Target applications include smart meters, asset trackers, industrial sensors, labels, and wearables, all with the promise ofmulti-year battery life. Lead customer sampling is already underway. General availability is slated for early 2027.
nRF93: Higher throughput, still built for the real world
For use cases that need more bandwidth without sacrificing the low-power cellular IoT fundamentals Nordic is known for, the nRF93 Series steps in. The nRF93M1 module delivers up to 10 Mbps downlink and 5 Mbps uplink with global LTE support and built-in Wi-Fi location capabilities–all while maintaining Nordic’s compact form factor and low-power consumption.
It’s optimised for asset tracking, fleet management systems, gateways, security devices, advanced metering, and consumer devices, and is fully integrated with nRF Cloud–including FOTA updates, observability, remote debugging, and location services. Birkenes put the product case plainly: “The nRF93M1 delivers what customers have been asking for–a high-quality, low-power Cat. 1 bis module that’s smaller, easier to integrate, and built for the cloud from day one.”
Lead customers are already in development with the nRF93M1. General availability starts mid-2026.
nRF91 gets smarter: Satellite NTN and sub-GHz fallback
Nordic isn’t leaving its existing installed base behind either. The nRF9151–the flagship of the nRF91 Series–is being enhanced with 3GPP-compliant GEO and LEO satellite NTN (Non-Terrestrial Network) connectivity, giving devices in logistics, smart agriculture, energy, and remote infrastructure the ability to stay connected even where public networks don’t reach. A sub-GHz fallback feature adds another layer of resilience.
Nordic is also introducing the nRF91M1, a compact Smart Modem module built for customers who want a straightforward, fast route to adding cellular connectivity without the complexity of a full custom design.
A roadmap built for what’s coming
What makes this announcement more than the sum of its product specs is the deliberate architecture of the portfolio itself. Nordic is building a tiered offering that spans LTE-M, NB-IoT, LTE Cat 1 bis, and satellite NTN–a unified stack that gives developers a single ecosystem to design within, regardless of which connectivity tier their application requires.

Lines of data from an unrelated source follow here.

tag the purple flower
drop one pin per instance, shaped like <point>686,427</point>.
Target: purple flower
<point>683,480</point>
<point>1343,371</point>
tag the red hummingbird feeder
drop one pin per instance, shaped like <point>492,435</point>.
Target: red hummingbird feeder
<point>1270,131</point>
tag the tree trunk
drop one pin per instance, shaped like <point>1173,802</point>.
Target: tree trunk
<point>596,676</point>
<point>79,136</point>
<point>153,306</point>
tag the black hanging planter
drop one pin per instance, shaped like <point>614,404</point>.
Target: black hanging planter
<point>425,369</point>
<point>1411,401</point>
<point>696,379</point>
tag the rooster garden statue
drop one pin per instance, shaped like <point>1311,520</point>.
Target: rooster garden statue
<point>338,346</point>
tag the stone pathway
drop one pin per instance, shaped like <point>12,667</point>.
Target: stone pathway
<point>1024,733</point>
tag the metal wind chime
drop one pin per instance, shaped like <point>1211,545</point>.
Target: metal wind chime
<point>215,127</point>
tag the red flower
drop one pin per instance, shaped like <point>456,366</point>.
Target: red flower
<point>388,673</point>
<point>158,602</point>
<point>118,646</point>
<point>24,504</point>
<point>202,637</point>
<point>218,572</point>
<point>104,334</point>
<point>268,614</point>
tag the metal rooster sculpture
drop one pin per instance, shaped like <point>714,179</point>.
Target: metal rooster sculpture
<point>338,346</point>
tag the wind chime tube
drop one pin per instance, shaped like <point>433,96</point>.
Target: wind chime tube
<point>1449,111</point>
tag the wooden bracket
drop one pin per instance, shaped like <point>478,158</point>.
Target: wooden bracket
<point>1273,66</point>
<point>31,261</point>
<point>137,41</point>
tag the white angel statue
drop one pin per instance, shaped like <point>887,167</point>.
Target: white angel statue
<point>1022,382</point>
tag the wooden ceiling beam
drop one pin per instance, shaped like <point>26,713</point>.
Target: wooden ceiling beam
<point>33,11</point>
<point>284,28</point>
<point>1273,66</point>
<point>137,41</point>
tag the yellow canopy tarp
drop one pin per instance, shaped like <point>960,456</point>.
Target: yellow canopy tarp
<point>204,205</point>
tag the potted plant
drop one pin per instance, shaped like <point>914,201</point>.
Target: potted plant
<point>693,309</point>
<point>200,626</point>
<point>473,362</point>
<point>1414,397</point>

Oyvind Birkenes, EVP Long-Range at Nordic Semiconductor, underscored the strategic intent: “This expansion marks a defining moment for Nordic’s long-range strategy. A unified, market-leading portfolio spanning across these technologies gives developers clarity, confidence, and a long-term roadmap they can rely on–even as networks and requirements evolve worldwide.”
For IoT developers, that clarity is not a small thing. The fragmentation of connectivity standards has long been one of the sector’s biggest operational headaches–with product teams forced to choose between standards early and live with the consequences across a device’s entire lifecycle.
A portfolio that spans from ultra-low-power NB-IoT all the way to satellite NTN, with a consistent cloud integration layer underneath, meaningfully reduces that risk. From chip to cloud, and now from ground to orbit — Nordic is playing a long game. And at MWC, it just showed its hand.